Es ist nicht einmal Aufgabe des Staates, seine Bürger daran zu hindern, sich z.B. gesundheitlich – etwa durch exzessiven Alkoholgenuss – selbst zu schädigen. Diese vom Staat zu akzeptierende Entscheidung des Betroffenen zur "Selbstaufgabe" setzt jedoch voraus, dass der Betroffene seinen Willen frei bilden konnte. Ist er außer Stande, seine Entscheidungen von vernünftigen Erwägungen abhängig zu machen, fehlt es an einer solchen freien Willensbildung und der Staat kann im Rahmen der Betreuungsanordnung eingreifen, z.B. durch eine Unterbringung.
Rz. 2
Diese Aufgaben, nämlich Schutz und Hilfe zu gewähren, setzt der Betreuer um. Er hat sich dabei vorrangig am Wohl des Betreuten zu orientieren (§ 1821 Abs. 2 S. 1 BGB), dem möglichst viel Selbstbestimmung verbleiben soll. Um dieses Spannungsfeld zwischen Eigenverantwortlichkeit des Betreuten und staatlichem Eingriff durch Bestellung eines Betreuers aufzulösen, werden dem Betreuer nur einzelne Aufgabenkreise zugewiesen, innerhalb derer er befugt ist, die Rechte des Betreuten auszuüben. Daher hat das Betreuungsgericht den Aufgabenkreis immer lediglich so eng zu bemessen, dass nur solche Aufgaben erfasst werden, welche der Betreute nicht (mehr) selbst besorgen kann.
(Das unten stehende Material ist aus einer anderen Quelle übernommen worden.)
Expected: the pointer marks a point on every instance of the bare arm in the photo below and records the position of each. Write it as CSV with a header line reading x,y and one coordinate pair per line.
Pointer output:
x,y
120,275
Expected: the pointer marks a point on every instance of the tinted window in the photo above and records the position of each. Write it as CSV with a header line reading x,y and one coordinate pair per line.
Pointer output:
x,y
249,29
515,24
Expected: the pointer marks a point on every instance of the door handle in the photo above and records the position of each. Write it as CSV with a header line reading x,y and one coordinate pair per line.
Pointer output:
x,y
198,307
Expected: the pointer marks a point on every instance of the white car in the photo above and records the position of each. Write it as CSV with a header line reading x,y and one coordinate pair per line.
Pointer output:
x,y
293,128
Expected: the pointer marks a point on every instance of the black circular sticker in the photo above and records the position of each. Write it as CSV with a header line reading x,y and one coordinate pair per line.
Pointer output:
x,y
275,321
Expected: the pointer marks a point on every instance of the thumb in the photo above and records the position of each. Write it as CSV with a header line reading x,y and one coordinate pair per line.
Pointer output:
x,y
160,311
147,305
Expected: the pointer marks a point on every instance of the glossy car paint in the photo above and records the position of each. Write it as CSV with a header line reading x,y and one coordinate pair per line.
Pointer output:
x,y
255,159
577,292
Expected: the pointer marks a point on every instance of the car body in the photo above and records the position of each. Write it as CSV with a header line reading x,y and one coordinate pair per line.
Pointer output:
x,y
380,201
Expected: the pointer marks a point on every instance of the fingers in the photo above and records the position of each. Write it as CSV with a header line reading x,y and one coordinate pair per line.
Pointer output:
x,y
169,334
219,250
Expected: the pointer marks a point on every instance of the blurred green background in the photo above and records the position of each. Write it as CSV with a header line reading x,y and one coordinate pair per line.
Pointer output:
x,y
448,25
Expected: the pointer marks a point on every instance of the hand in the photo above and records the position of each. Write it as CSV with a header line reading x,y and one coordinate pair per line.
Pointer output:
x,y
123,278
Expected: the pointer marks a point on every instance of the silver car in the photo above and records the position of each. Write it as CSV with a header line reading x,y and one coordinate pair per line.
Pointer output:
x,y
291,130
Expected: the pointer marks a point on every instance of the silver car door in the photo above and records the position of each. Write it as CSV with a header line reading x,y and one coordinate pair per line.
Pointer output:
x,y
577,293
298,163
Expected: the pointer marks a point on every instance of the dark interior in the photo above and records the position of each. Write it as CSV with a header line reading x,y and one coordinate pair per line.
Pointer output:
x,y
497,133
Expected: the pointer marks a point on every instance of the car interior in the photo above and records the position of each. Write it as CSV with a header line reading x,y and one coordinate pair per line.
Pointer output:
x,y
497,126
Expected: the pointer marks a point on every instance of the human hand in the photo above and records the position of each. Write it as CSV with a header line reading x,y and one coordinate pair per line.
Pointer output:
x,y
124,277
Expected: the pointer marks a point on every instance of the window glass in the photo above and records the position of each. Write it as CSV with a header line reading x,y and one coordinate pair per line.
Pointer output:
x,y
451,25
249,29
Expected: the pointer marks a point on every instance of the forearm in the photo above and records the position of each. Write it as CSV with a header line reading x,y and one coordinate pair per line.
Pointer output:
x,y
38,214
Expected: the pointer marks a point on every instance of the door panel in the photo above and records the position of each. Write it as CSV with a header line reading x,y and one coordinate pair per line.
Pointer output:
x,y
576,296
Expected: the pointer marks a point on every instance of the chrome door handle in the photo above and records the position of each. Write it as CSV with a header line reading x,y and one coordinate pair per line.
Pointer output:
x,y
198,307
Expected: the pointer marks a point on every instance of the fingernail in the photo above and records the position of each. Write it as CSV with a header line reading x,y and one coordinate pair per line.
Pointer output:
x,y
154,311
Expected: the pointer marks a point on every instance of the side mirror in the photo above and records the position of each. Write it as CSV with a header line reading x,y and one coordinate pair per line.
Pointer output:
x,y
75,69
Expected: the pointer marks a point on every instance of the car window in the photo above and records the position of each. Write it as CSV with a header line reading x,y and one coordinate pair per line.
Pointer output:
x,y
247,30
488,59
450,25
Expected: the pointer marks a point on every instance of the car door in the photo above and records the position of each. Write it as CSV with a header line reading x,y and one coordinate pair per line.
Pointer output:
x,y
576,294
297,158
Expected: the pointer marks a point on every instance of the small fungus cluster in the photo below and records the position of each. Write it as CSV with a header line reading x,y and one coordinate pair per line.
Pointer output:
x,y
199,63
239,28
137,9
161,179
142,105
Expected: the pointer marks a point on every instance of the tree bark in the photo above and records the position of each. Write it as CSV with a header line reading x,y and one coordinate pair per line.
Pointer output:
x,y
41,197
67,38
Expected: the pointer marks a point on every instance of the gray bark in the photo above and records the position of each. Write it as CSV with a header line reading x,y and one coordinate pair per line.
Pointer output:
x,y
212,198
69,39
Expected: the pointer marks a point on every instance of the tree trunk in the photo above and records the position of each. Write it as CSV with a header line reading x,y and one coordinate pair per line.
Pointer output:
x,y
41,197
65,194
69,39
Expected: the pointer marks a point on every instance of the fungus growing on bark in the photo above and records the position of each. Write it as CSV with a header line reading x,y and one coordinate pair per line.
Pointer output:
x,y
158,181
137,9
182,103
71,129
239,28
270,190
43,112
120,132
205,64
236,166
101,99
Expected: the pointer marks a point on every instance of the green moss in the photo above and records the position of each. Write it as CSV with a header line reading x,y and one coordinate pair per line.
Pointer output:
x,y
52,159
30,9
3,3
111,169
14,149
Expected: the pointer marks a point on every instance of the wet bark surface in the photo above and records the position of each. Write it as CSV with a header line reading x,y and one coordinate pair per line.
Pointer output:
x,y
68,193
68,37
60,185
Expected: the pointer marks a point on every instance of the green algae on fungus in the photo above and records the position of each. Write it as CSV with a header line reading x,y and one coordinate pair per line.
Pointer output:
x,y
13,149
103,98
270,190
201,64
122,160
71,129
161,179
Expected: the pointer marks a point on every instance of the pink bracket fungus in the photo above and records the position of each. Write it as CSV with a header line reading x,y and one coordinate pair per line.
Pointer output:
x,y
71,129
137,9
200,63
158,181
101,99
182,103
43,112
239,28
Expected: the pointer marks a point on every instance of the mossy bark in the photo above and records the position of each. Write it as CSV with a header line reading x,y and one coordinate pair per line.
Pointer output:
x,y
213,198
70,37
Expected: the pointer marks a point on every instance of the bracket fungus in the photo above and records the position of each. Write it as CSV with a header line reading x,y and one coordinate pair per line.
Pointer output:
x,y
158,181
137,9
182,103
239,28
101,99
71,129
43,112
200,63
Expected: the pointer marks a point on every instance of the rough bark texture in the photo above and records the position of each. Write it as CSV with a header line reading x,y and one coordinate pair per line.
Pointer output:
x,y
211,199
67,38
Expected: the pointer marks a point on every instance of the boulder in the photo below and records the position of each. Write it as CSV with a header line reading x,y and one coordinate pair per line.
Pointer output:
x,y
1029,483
Freilich kann dies – insbesondere bei geistig schwer behinderten oder altersbedingt kranken Menschen – bis zur Totalbetreuung reichen. Hierbei ist jedoch der aktuelle Handlungsbedarf immer konkret darzulegen.
II. Geschäftsfähigkeit und Betreuung
Rz. 3
Durch die Anordnung der Betreuung allein wird die Geschäftsfähigkeit des Betroffenen noch nicht berührt. Er kann daher weiterhin selbstständig Verträge schließen. Dazu gehört auch, dass er jederzeit Vollmachten erteilen kann, sofern die Geschäftsfähigkeit noch besteht. Laut § 104 Abs. 2 BGB ist geschäftsunfähig, wer sich in einem die freie Willensbestimmung ausschließenden Zustand krankhafter Störung der Geistestätigkeit befindet, sofern nicht der Zustand seiner Natur nach ein vorübergehender ist. Der Ausschluss der freien Willensbildung liegt vor, wenn der Betroffene nicht in der Lage ist, seinen Willen unbeeinflusst und frei von der vorliegenden Geistesstörung zu bilden und nach von ihm selbst zutreffend gewonnenen Einsichten zu handeln. Entscheidend ist, ob der Betroffene noch eine freie Entscheidung treffen kann, welche durch eine Abwägung des Für und Wider, eine sachliche Prüfung aller in Betracht kommender Aspekte und ein dementsprechendes Handeln möglich ist, vor allem, ob der Betroffene infolge der krankhaften Geistesstörung fremden Willenseinflüssen unterliegt oder sein Wille durch unkontrollierte Triebe und Vorstellungen beherrscht wird. Eine bloße Willensschwäche oder leichte Beeinflussbarkeit genügen nicht, um eine Geschäftsunfähigkeit positiv zu bejahen. Selbst wenn der Betroffene länger an einer geistigen Störung leidet, vermutet das Gesetz nicht den Ausschluss seiner freien Willensbestimmung. Nur wenn die Geschäftsunfähigkeit feststeht, sei diese auch nur auf partielle Rechtsbereiche beschränkt, kann der Betroffene in diesen Teilbereichen nicht mehr handeln. Der Grundsatz der Selbstbestimmung, der auch im Betreuungsrecht gilt, soll dem Betroffenen hingegen soweit als möglich eigene, selbstständige Handlungen ermöglichen.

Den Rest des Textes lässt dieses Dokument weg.